Respeito, embora combata, o "sempre foi assim". Irrita-me, de uma forma pouco comum, as ladaínhas auto-justificativas de comportamentos incorrectos, de comportamentos maus, com argumentos de os outros (sempre os outros) fazem ainda pior, ou porque é que eu me hei de preocupar se mais ninguém o faz, ou se não for eu a fazer alguém o vai fazer a seguir?

Acho mesmo, a sério, que tenho a responsabilidade (humana) de ser ético, de ser solidário, de me continuar a chocar com a filha-da-putice glorificada pela sociedade com nomes pomposos do estilo "eficiência, downsizing, outsourcing". Enoja-me a chantagem permanente, a ideia fácil, de que proteger quem precisa (sim, que isto de viver em sociedade é um bocadinho mais do que encontrar os amigos na Casa do Castelo) é equivalente, apenas e só a aumentar impostos. De reduzir tudo a óptimos de Pareto sem levar em conta (porque é difícil mas também ideologicamente inconveniente) o que não conseguimos quantificar.

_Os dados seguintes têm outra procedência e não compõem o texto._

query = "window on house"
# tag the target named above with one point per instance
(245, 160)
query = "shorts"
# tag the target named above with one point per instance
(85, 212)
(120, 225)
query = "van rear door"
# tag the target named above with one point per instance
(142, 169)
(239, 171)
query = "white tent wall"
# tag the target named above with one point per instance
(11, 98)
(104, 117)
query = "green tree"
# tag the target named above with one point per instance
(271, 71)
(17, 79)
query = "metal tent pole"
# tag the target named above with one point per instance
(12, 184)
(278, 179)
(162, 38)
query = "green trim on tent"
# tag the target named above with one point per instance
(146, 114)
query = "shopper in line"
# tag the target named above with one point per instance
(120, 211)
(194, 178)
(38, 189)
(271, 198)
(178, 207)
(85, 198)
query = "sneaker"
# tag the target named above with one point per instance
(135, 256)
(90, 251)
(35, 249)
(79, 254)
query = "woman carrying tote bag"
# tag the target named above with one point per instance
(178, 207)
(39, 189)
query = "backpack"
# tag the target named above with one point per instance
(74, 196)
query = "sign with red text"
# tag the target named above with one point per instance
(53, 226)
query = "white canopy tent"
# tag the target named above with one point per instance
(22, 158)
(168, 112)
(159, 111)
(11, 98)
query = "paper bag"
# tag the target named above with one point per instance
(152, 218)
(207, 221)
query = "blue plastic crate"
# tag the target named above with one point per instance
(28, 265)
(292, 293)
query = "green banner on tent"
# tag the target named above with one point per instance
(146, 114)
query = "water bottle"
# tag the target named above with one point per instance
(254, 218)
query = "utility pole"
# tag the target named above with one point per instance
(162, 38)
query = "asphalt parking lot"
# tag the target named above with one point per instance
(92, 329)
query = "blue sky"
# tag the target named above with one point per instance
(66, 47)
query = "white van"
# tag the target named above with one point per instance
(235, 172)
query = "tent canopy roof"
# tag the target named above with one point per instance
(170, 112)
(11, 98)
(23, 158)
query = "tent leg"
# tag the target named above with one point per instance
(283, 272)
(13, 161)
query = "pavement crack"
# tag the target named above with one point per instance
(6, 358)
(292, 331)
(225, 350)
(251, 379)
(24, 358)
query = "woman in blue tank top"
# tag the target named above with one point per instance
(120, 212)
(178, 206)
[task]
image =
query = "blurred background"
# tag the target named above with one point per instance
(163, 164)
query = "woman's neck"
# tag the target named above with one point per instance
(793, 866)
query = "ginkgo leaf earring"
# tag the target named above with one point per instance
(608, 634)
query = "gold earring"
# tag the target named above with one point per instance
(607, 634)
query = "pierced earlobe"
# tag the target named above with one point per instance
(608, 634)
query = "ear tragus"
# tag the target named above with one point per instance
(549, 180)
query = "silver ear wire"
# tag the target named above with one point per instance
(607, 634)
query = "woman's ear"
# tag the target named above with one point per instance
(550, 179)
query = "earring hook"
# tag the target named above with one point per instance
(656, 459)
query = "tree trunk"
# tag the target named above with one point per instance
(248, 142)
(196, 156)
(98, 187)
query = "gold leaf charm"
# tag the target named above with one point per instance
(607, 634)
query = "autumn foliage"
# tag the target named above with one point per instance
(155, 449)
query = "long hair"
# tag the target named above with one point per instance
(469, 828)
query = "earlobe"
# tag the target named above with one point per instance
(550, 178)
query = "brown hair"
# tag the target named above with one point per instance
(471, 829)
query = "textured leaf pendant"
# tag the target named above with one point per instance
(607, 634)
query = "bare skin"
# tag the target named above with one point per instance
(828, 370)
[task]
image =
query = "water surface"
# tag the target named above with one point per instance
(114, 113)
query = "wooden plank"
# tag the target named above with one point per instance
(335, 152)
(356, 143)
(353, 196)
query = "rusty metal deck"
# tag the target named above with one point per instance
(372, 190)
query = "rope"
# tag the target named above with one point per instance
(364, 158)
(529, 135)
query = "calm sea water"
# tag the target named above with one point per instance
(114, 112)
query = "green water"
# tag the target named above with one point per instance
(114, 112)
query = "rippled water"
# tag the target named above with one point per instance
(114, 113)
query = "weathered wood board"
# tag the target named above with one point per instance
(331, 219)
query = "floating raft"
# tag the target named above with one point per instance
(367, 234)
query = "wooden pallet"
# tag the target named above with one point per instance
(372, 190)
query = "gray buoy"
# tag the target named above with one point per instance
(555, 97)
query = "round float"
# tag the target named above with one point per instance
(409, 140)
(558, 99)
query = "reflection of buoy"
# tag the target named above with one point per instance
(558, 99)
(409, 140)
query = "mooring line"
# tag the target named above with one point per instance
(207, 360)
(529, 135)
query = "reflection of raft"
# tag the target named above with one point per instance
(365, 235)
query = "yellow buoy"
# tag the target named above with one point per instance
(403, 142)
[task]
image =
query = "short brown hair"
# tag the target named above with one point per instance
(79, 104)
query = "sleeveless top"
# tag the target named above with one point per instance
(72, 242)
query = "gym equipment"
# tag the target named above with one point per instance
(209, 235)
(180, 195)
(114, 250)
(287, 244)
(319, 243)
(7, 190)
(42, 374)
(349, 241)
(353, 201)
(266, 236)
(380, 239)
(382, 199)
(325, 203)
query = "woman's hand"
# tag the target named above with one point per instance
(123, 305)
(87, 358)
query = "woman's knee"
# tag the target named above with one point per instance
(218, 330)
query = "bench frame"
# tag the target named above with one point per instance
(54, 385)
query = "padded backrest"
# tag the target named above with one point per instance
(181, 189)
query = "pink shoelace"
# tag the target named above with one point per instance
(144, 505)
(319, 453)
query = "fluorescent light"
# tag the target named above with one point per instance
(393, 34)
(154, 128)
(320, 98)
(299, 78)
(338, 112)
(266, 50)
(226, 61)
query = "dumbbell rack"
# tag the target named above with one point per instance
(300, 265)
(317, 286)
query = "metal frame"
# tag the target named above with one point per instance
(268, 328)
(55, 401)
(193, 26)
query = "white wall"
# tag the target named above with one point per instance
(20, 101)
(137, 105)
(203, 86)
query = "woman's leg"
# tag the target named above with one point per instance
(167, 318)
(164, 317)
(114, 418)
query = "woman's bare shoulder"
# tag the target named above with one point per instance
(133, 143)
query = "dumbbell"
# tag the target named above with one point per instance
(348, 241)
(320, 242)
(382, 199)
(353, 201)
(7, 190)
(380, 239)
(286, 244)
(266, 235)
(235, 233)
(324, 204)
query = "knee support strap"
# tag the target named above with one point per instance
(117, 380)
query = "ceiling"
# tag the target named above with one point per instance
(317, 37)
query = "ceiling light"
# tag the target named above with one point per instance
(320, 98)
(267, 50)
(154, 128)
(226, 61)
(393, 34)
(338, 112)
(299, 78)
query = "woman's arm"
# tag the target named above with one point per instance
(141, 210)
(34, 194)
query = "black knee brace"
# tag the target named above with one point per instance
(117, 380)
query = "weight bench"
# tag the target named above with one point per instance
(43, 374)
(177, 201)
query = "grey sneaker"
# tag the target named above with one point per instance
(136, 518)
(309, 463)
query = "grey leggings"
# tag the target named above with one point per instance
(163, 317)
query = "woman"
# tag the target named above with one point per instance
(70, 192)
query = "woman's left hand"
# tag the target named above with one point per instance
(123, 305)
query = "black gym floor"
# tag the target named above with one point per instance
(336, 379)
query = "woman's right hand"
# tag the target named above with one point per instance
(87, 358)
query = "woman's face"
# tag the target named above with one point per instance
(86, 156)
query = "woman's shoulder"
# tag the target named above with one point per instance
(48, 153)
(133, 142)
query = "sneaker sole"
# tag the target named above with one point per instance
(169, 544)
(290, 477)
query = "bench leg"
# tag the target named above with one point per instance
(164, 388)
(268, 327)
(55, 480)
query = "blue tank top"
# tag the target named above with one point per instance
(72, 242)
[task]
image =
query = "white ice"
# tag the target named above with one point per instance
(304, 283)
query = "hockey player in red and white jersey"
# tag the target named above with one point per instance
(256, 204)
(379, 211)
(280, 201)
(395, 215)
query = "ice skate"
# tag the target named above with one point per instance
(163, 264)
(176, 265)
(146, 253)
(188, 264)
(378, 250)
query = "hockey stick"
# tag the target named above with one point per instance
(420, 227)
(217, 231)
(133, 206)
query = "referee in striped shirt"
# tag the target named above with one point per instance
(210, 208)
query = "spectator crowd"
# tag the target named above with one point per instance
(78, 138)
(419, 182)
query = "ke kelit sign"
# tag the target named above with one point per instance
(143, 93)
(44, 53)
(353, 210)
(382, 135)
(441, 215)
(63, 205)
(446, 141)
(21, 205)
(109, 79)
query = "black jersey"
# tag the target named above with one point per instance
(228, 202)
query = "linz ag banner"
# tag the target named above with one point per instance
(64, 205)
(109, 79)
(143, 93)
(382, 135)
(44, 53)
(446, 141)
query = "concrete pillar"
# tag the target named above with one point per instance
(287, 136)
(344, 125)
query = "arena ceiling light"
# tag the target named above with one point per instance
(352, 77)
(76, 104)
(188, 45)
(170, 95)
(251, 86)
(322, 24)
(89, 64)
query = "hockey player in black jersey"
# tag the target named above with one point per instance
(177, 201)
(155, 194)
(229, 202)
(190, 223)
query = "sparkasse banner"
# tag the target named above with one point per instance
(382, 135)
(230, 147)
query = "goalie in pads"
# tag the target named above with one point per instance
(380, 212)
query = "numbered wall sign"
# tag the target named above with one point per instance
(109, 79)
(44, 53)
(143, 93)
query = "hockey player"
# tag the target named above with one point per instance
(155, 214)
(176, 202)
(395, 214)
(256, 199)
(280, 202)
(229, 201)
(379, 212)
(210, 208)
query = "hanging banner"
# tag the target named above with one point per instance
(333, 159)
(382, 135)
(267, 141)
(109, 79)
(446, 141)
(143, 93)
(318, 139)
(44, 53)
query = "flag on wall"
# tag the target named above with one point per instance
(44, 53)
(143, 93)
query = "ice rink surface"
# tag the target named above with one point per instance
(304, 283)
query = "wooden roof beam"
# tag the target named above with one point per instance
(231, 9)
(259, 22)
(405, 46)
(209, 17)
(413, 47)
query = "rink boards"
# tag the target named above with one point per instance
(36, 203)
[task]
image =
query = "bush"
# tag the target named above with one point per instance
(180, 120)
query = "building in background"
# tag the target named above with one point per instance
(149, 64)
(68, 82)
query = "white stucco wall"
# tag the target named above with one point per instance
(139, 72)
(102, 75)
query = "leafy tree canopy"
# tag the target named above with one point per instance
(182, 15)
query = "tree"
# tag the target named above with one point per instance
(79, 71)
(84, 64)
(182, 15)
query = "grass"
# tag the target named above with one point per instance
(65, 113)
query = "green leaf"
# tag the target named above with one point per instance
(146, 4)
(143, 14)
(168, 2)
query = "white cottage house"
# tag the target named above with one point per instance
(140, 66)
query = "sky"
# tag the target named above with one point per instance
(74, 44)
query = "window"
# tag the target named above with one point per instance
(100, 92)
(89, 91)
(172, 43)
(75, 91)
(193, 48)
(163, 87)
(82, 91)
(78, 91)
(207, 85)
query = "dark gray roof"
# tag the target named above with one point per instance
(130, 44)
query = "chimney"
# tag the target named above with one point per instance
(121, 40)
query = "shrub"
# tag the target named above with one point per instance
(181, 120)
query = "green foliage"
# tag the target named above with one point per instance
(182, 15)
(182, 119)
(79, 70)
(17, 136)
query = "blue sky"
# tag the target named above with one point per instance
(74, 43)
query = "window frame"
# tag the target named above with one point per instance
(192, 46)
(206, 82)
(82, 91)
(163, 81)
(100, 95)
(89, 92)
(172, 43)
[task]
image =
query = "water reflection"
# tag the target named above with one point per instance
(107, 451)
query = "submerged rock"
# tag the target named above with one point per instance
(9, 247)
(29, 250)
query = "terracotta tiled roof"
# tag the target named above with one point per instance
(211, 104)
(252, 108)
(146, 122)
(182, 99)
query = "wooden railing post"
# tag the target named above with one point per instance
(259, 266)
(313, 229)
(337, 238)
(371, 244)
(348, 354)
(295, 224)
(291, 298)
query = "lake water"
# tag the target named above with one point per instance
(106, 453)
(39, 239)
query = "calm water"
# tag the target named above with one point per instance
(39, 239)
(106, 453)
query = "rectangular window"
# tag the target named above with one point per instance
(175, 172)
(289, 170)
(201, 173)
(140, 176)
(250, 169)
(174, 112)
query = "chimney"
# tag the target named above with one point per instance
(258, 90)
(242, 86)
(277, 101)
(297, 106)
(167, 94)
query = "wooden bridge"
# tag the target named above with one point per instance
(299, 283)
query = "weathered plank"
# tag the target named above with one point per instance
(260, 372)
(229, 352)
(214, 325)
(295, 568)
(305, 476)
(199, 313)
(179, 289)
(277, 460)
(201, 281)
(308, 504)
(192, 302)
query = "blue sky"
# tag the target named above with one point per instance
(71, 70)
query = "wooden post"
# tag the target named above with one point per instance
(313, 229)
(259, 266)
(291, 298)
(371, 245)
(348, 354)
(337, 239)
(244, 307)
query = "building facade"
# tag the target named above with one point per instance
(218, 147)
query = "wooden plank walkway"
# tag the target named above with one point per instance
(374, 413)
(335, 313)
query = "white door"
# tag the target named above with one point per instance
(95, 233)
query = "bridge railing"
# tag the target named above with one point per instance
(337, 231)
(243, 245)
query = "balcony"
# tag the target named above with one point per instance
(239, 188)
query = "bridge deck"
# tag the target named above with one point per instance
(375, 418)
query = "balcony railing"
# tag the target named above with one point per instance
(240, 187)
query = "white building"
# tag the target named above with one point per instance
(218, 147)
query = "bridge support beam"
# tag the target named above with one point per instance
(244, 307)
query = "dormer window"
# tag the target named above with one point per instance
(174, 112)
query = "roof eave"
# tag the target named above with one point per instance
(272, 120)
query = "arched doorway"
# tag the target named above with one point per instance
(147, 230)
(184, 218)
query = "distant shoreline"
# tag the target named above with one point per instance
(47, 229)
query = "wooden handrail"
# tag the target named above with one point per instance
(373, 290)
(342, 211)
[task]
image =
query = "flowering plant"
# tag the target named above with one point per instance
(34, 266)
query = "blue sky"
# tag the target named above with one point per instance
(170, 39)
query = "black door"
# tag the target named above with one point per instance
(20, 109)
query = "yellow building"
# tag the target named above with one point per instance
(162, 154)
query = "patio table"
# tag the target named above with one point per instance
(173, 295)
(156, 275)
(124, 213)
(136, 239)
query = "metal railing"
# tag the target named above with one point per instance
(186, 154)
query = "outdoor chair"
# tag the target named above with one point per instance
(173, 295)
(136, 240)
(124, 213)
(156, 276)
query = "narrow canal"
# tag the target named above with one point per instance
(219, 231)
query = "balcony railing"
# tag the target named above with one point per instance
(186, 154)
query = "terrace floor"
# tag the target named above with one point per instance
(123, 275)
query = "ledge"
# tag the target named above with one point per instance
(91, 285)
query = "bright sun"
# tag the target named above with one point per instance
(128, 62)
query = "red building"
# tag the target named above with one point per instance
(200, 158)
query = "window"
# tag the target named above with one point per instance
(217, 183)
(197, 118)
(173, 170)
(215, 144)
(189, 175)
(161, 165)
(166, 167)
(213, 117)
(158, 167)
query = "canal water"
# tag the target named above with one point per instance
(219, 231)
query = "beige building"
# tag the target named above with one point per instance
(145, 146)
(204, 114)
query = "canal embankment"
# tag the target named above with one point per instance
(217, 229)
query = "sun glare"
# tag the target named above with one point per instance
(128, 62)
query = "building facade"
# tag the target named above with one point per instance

Isto da natureza humana é, acho eu, bem mais complexo do que assumirmos simplesmente que não vamos nunca passar de seres egoístas interessados apenas no nosso umbigo ou, quando nos dá para sermos generosos, em mais quatro ou cinco à nossa volta. Além disso (e lá vem o tal optimismo referenciado no início), há sempre a esperança de evoluírmos.